3-D printed ship propeller is a world first
Posted on 15 Jan 2021 and read 493 times
French defence contractor Naval Group
has successfully 3-D printed a next-generation propeller using its own DED-based process called metal wire fusion. Mounted on the propellor shaft of the Andromède, a Tripartite minehunter, it is now in service with the French Navy.
The propeller, which has a 2.5m span and is supported by five 200kg blades, left Naval Group’s Nantes-Indret facility in October 2020 to be mounted on the propellor shaft of the Andromède in Brest. Sea trials were then performed successfully at the end of December.
Emmanuel Chol, director of the Nantes-Indret facility, said: “Obtaining the necessary military naval quality requires rigorous development. Nearly three years of R&D — carried out by the technical and innovation department in cooperation with the Ecole Centrale de Nantes within the framework of the LabCom Joint Laboratory of Maritime Technology — went into the development of the deposition process of metal wire fusion.
“It is the largest metal 3D-printed thruster ever to have been manufactured and the first-ever propeller produced using this technology, and manufactured for use beyond just sea trials.”
The harsh conditions in which ships are used warrant the need to meet strict requirements (corrosion, fatigue and shock resistance). Naval Group worked together with Bureau Véritas throughout the process to present its technical justification file in order to allow the Fleet Support Services and the French Defence Procurement Agency to authorise the trial of the blades produced for a military ship in normal operating conditions. The blades received certification from Bureau Véritas.

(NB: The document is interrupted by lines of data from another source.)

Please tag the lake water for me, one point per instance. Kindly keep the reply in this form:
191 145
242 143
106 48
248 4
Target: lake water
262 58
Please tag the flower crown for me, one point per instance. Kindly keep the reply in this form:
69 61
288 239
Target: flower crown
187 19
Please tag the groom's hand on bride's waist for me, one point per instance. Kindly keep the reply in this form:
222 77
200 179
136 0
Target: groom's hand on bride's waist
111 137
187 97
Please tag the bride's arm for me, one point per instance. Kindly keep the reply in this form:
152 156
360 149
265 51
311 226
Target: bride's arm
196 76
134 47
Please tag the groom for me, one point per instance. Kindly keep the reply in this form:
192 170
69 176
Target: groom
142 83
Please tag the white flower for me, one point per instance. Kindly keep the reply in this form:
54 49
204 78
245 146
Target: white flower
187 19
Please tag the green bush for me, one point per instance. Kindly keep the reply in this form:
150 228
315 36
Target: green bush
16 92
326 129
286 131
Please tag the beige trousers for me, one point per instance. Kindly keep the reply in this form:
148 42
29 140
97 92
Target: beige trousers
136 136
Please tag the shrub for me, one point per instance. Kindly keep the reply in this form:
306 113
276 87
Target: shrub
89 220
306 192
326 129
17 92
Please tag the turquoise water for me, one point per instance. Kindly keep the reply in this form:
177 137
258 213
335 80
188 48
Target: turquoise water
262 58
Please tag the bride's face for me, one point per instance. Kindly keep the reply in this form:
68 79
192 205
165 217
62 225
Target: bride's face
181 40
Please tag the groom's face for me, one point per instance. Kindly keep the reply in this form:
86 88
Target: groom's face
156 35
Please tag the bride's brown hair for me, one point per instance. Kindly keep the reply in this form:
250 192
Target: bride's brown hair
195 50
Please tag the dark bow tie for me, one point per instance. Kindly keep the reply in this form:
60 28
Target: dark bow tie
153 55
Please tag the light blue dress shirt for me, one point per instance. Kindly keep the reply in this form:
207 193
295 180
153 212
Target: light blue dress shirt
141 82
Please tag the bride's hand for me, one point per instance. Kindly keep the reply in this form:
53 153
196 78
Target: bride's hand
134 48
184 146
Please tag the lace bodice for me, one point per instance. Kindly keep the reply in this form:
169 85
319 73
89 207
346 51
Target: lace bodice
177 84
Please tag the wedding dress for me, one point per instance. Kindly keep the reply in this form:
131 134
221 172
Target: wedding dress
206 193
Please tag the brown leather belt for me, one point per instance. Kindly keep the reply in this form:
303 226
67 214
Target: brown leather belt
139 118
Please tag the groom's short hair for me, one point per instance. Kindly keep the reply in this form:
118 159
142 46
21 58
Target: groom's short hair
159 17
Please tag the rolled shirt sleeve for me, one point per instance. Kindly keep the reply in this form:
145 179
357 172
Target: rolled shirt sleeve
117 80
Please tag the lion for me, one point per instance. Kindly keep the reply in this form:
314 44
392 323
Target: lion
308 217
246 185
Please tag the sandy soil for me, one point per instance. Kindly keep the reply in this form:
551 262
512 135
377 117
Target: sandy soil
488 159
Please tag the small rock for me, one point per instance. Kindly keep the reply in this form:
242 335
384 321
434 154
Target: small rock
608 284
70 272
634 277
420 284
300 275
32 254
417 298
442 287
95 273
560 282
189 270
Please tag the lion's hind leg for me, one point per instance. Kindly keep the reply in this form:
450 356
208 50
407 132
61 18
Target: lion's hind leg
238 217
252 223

Eric Balufin, director of the Naval Group site in Brest, said: “The assembly of this 3-D printed propeller shows great promise for the future. This new technology will enable us to considerably reduce technical constraints, and therefore allow for new manufacturing solutions for complex geometrical shapes which cannot be produced through conventional manufacturing processes. It will also enable us to greatly reduce production time and in-service support as a result.”
This propeller is a first step. A new development phase will now begin, aimed at revamping the detailed design of other parts so that they benefit from 3-D printing in areas that include acoustic discretion, weight reduction and increased productivity of parts.